Duggai hopped like a farmer’s kid in a potato-sack race. Then he sat on the tailboard and lifted his legs and swiveled himself up inside.
“On the bunk now.”
He wired Duggai’s feet to the floor cleat as his own had been wired. He jammed the rifle against Duggai’s hip and again held the trigger at arm’s length while he leaned behind Duggai and wired his hands to the steel crossbrace of the wall.
“You fixin’ to leave me out in that desert, Captain?”
Mackenzie slammed the door in his face.
30
The truck came strenuously across the ravaged earth. Approaching the camp it tipped clumsily through a gully that almost rolled it over. It righted itself and advanced, gears snarling.
Shirley came out of her hole hollow-eyed and hesitant. She stood with her arms folded as if she were cold and stared at the truck with the face of a prisoner awaiting execution against a wall.
Drawn by the hated sound, Jay arose from the grave and sidled toward Shirley. He touched her hand and they stood together, watching.
The truck whined slowly up the slope and finally stopped. Mackenzie in shirt and shorts and boots opened the door and stepped out, all his muscles twitching. He had to keep a grip on the door to keep from felling over on his face but he managed a grotesque smile.
They stood behind the truck watching while Mackenzie opened the camper door. Inside Duggai sat wired on the bunk. He gaped at them with that idiot vacancy he used to mask the ceaseless wild hatred that filled his soul.

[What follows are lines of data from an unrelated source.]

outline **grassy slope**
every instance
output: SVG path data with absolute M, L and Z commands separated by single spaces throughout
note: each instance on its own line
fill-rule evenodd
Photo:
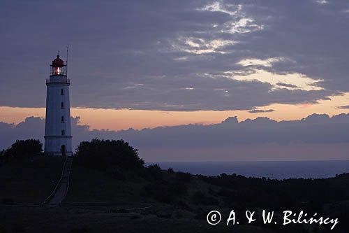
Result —
M 15 204 L 41 203 L 59 179 L 63 162 L 62 157 L 45 156 L 0 167 L 0 201 L 10 199 Z

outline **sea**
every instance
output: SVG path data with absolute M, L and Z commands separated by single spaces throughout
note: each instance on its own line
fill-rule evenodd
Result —
M 157 164 L 163 169 L 170 167 L 177 171 L 192 174 L 217 176 L 221 174 L 246 177 L 286 178 L 321 178 L 349 173 L 349 160 L 267 161 L 267 162 L 165 162 Z

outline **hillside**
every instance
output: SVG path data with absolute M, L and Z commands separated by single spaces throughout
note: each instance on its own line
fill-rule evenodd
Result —
M 349 175 L 328 179 L 285 181 L 221 175 L 193 176 L 156 166 L 137 171 L 98 170 L 75 158 L 68 195 L 61 205 L 33 206 L 54 187 L 61 157 L 42 157 L 0 167 L 0 232 L 327 232 L 328 227 L 293 225 L 209 225 L 206 216 L 281 208 L 339 217 L 336 232 L 347 232 Z M 17 172 L 15 172 L 17 171 Z M 117 174 L 117 175 L 115 175 Z M 321 190 L 322 190 L 321 192 Z M 12 199 L 13 204 L 6 200 Z M 277 215 L 279 215 L 277 213 Z M 226 218 L 226 217 L 225 217 Z

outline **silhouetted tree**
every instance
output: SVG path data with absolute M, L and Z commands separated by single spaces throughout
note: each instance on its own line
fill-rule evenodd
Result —
M 110 167 L 126 169 L 142 169 L 144 160 L 138 151 L 122 139 L 92 139 L 82 141 L 76 150 L 79 163 L 87 167 L 106 170 Z
M 3 159 L 27 159 L 40 155 L 43 153 L 43 143 L 38 139 L 17 140 L 15 143 L 5 150 Z

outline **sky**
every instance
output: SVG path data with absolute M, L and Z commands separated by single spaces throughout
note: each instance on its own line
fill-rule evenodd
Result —
M 231 117 L 239 122 L 302 122 L 314 113 L 332 119 L 349 113 L 348 24 L 349 3 L 341 0 L 3 0 L 0 122 L 15 131 L 32 122 L 28 119 L 45 118 L 49 64 L 57 50 L 66 59 L 67 44 L 72 116 L 87 135 L 95 129 L 114 132 L 101 134 L 112 137 L 130 128 L 142 135 L 144 128 L 170 132 L 173 128 L 162 127 L 192 125 L 209 134 L 205 127 Z M 336 148 L 338 142 L 327 140 L 318 141 L 318 148 Z M 332 158 L 305 153 L 312 146 L 302 139 L 290 139 L 290 150 L 295 141 L 303 144 L 289 160 Z M 349 142 L 340 143 L 347 148 Z M 255 143 L 256 151 L 266 150 L 261 160 L 277 159 L 286 146 Z M 173 161 L 196 150 L 176 145 L 186 150 L 144 156 Z M 241 157 L 222 160 L 253 160 L 255 153 L 246 145 L 235 148 Z M 193 159 L 214 160 L 217 146 L 211 155 Z M 195 151 L 191 153 L 202 153 Z

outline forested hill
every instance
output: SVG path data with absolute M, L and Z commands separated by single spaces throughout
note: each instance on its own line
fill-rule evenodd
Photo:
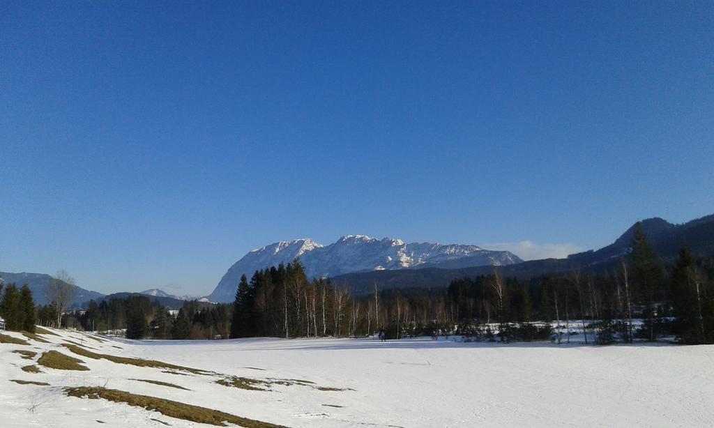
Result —
M 27 284 L 32 291 L 36 305 L 47 305 L 49 301 L 47 300 L 47 288 L 49 286 L 52 277 L 46 273 L 29 273 L 23 272 L 21 273 L 13 273 L 10 272 L 0 272 L 0 278 L 6 284 L 15 284 L 18 287 L 21 287 Z M 85 290 L 81 287 L 72 285 L 74 292 L 72 300 L 69 302 L 69 307 L 79 307 L 83 303 L 89 300 L 99 300 L 104 295 Z
M 714 255 L 714 215 L 693 220 L 681 225 L 674 225 L 661 218 L 650 218 L 640 222 L 658 255 L 666 263 L 672 262 L 685 243 L 695 256 Z M 635 223 L 636 225 L 636 223 Z M 583 272 L 602 273 L 613 269 L 618 260 L 630 251 L 630 243 L 634 234 L 633 225 L 612 244 L 598 250 L 573 254 L 563 259 L 530 260 L 501 266 L 502 275 L 519 278 L 544 275 L 564 273 L 580 269 Z M 403 287 L 446 287 L 455 279 L 474 277 L 488 275 L 492 266 L 477 266 L 458 269 L 436 268 L 402 269 L 349 273 L 336 276 L 333 283 L 346 284 L 353 292 L 369 292 L 375 285 L 380 290 Z

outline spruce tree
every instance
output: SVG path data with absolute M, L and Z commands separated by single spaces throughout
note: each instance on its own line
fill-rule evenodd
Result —
M 19 310 L 24 315 L 22 330 L 35 332 L 35 302 L 32 298 L 32 290 L 27 284 L 20 290 Z
M 174 320 L 171 327 L 173 339 L 189 339 L 191 337 L 191 320 L 183 308 L 178 310 L 178 316 Z
M 231 338 L 246 337 L 253 334 L 251 325 L 253 292 L 245 275 L 236 290 L 236 300 L 233 302 L 233 317 L 231 319 Z
M 14 284 L 5 287 L 0 303 L 0 315 L 5 318 L 5 328 L 9 330 L 19 331 L 24 327 L 25 316 L 20 307 L 20 293 Z
M 663 271 L 657 253 L 643 231 L 641 223 L 638 222 L 635 225 L 631 246 L 630 262 L 632 264 L 633 280 L 639 292 L 639 300 L 645 307 L 643 328 L 648 340 L 653 341 L 655 338 L 655 292 L 661 285 Z

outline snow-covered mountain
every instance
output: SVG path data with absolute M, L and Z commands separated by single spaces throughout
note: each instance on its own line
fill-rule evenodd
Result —
M 159 290 L 158 288 L 152 288 L 151 290 L 145 290 L 140 292 L 139 294 L 146 295 L 147 296 L 154 296 L 155 297 L 171 297 L 172 299 L 176 299 L 177 300 L 193 300 L 197 297 L 193 296 L 177 296 L 172 294 L 169 294 L 168 292 Z
M 253 250 L 236 262 L 208 296 L 211 302 L 231 302 L 245 274 L 298 258 L 308 277 L 333 277 L 353 272 L 439 267 L 463 260 L 468 266 L 520 263 L 508 251 L 491 251 L 476 245 L 406 243 L 399 239 L 376 239 L 362 235 L 343 236 L 323 246 L 311 239 L 281 241 Z

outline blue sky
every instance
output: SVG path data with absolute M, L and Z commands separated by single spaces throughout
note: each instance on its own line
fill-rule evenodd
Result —
M 198 295 L 281 240 L 714 212 L 714 4 L 383 3 L 3 1 L 0 270 Z

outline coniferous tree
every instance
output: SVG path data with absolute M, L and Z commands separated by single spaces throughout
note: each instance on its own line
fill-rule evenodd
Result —
M 672 271 L 672 303 L 675 317 L 675 331 L 684 343 L 712 343 L 711 324 L 714 317 L 712 297 L 708 295 L 706 281 L 686 246 Z
M 22 312 L 24 320 L 23 320 L 22 330 L 35 332 L 35 302 L 32 298 L 32 291 L 30 287 L 25 284 L 20 289 L 19 310 Z
M 642 230 L 641 223 L 638 222 L 635 225 L 631 245 L 630 261 L 633 268 L 633 280 L 639 291 L 640 301 L 645 307 L 645 333 L 648 340 L 653 341 L 655 338 L 655 293 L 661 285 L 662 267 L 654 247 Z
M 141 298 L 126 300 L 126 337 L 129 339 L 142 339 L 149 331 L 146 316 L 141 308 Z
M 24 327 L 25 316 L 20 304 L 20 292 L 14 284 L 5 287 L 0 303 L 0 315 L 5 318 L 5 328 L 9 330 L 21 330 Z
M 171 338 L 188 339 L 191 337 L 191 320 L 183 308 L 178 310 L 178 315 L 174 320 L 171 327 Z
M 253 334 L 252 290 L 245 275 L 241 276 L 241 282 L 236 290 L 236 300 L 233 303 L 233 317 L 231 321 L 231 338 L 246 337 Z

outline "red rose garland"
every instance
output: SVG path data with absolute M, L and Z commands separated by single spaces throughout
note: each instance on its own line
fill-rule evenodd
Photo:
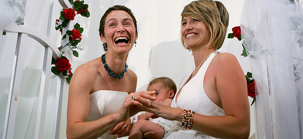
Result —
M 70 64 L 70 60 L 66 57 L 57 59 L 56 66 L 57 66 L 57 69 L 62 72 L 70 70 L 72 67 L 71 64 Z
M 72 30 L 72 33 L 71 36 L 73 41 L 76 39 L 82 39 L 82 38 L 80 37 L 82 35 L 81 35 L 81 33 L 80 33 L 80 31 L 79 31 L 79 30 L 73 29 Z
M 64 17 L 66 19 L 70 19 L 71 20 L 74 20 L 75 19 L 75 16 L 76 13 L 75 13 L 75 9 L 70 8 L 69 9 L 63 9 L 63 12 L 64 13 Z
M 239 26 L 234 27 L 232 30 L 232 36 L 238 38 L 238 39 L 241 38 L 241 28 Z
M 246 78 L 246 83 L 247 84 L 247 95 L 248 96 L 253 98 L 251 104 L 252 105 L 256 101 L 256 96 L 258 95 L 258 90 L 255 87 L 255 80 L 252 76 L 252 74 L 247 71 L 245 75 Z
M 59 30 L 61 32 L 61 34 L 62 34 L 63 28 L 67 26 L 70 20 L 74 20 L 76 15 L 80 14 L 81 16 L 85 17 L 88 17 L 90 15 L 88 9 L 88 5 L 84 4 L 83 0 L 76 0 L 74 1 L 73 0 L 69 0 L 69 1 L 73 5 L 73 8 L 63 8 L 60 12 L 59 19 L 56 20 L 55 29 Z M 65 34 L 62 36 L 62 40 L 68 36 L 69 42 L 66 45 L 58 47 L 59 50 L 61 51 L 63 48 L 67 46 L 73 51 L 73 55 L 78 57 L 78 52 L 75 49 L 80 50 L 82 49 L 80 46 L 78 46 L 78 44 L 81 42 L 82 39 L 81 34 L 83 30 L 83 28 L 81 27 L 77 23 L 76 23 L 74 26 L 73 30 L 67 30 Z M 62 52 L 62 54 L 65 53 L 65 52 Z M 53 58 L 52 65 L 52 72 L 56 75 L 59 75 L 62 73 L 64 76 L 64 79 L 66 79 L 69 83 L 73 76 L 73 72 L 72 72 L 72 66 L 69 59 L 64 56 L 62 56 L 57 60 Z

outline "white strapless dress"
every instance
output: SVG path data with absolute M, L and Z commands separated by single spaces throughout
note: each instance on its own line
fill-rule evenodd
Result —
M 128 95 L 127 92 L 109 90 L 99 90 L 90 94 L 89 112 L 86 121 L 97 120 L 116 112 L 122 106 Z M 111 130 L 98 139 L 117 139 L 116 136 L 108 134 Z
M 187 75 L 181 82 L 181 90 L 177 91 L 180 95 L 176 101 L 174 97 L 170 106 L 182 109 L 188 109 L 199 113 L 208 116 L 225 115 L 224 111 L 213 102 L 204 91 L 203 81 L 206 70 L 217 53 L 212 54 L 202 65 L 197 74 L 188 82 L 191 74 Z M 187 82 L 187 83 L 186 83 Z M 175 95 L 176 96 L 176 95 Z M 194 123 L 195 119 L 194 119 Z M 181 123 L 174 121 L 172 126 L 164 139 L 216 139 L 195 130 L 183 130 Z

Jay coughed horribly and found his voice. “I’m glad you didn’t kill him.”
“It would have been too easy.”
“Yes. Better to leave him the way he left us.”
“No,” Mackenzie said.
“What?”
“We’re taking him back.” All the fury of the desert climbed to a screaming pitch in him. “We’re taking the son of a bitch all the way back.”
Jay slumped against the truck, terrorized by Mackenzie’s sudden venom. Shirley reached for Mackenzie’s arm, her face alarmed, but he veered toward the truck: he took a canteen off the bunk and tottered past them toward Earle’s trench.
Earle blinked up at him.
“You’re still alive, then.”
“I never doubted I would be,” Earle said. He even smiled. “Providence, Sam.”
Mackenzie lowered the canteen to him. “That’s all yours. There’s plenty more. We’ve got the truck-we’ll leave as soon as it cools down. By midnight we’ll be on the highway. Have you in a hospital before you know it.”
“God be praised.”
“God and Samuel Mackenzie.”
“That too. I won’t begrudge your strength. It’s God-given.”
Earle’s God or the silversmith’s gods. One or another-Mackenzie believed it.
Shirley brushed past him with the first-aid kit. Jay lurched behind her, his arms flapping as if broken. He’d put a hat on his head but he stood stark naked under it-an awe-inspiring scarecrow. “What do you mean, take him back? For God’s sake, take him back?”
Mackenzie felt too weak to stand. He stumbled toward the truck. Jay chased him with comic alacrity; caught him at the truck, hauled him around. “What did you mean, take him back?”
Mackenzie felt the pinch of Jay’s weak grip on his arm. He didn’t push Jay away. He put both hands on Jay’s shoulders and gripped them hard, feeling the strength surge into his hands.
He measured his words out with infinite effort. They fell with equal weight; like bricks.
“This desert was our hell. But the one thing he can’t stand-that’s Duggai’s hell.” He pounded Jay’s shoulders happily, taking cheap pleasure in vindictiveness and feeling no shame for it. “Think of the worst thing we could do to him. The worst thing we could possibly do to him.”
Jay’s face changed with slow comprehension.
Shirley whispered, “The hospital?”
“The hospital,” Mackenzie replied.
They both began to nod and Mackenzie turned to see her better but the red haze washed her out. He had something to tell her. With stubborn determined effort he tried to form the words but then for a while he passed out.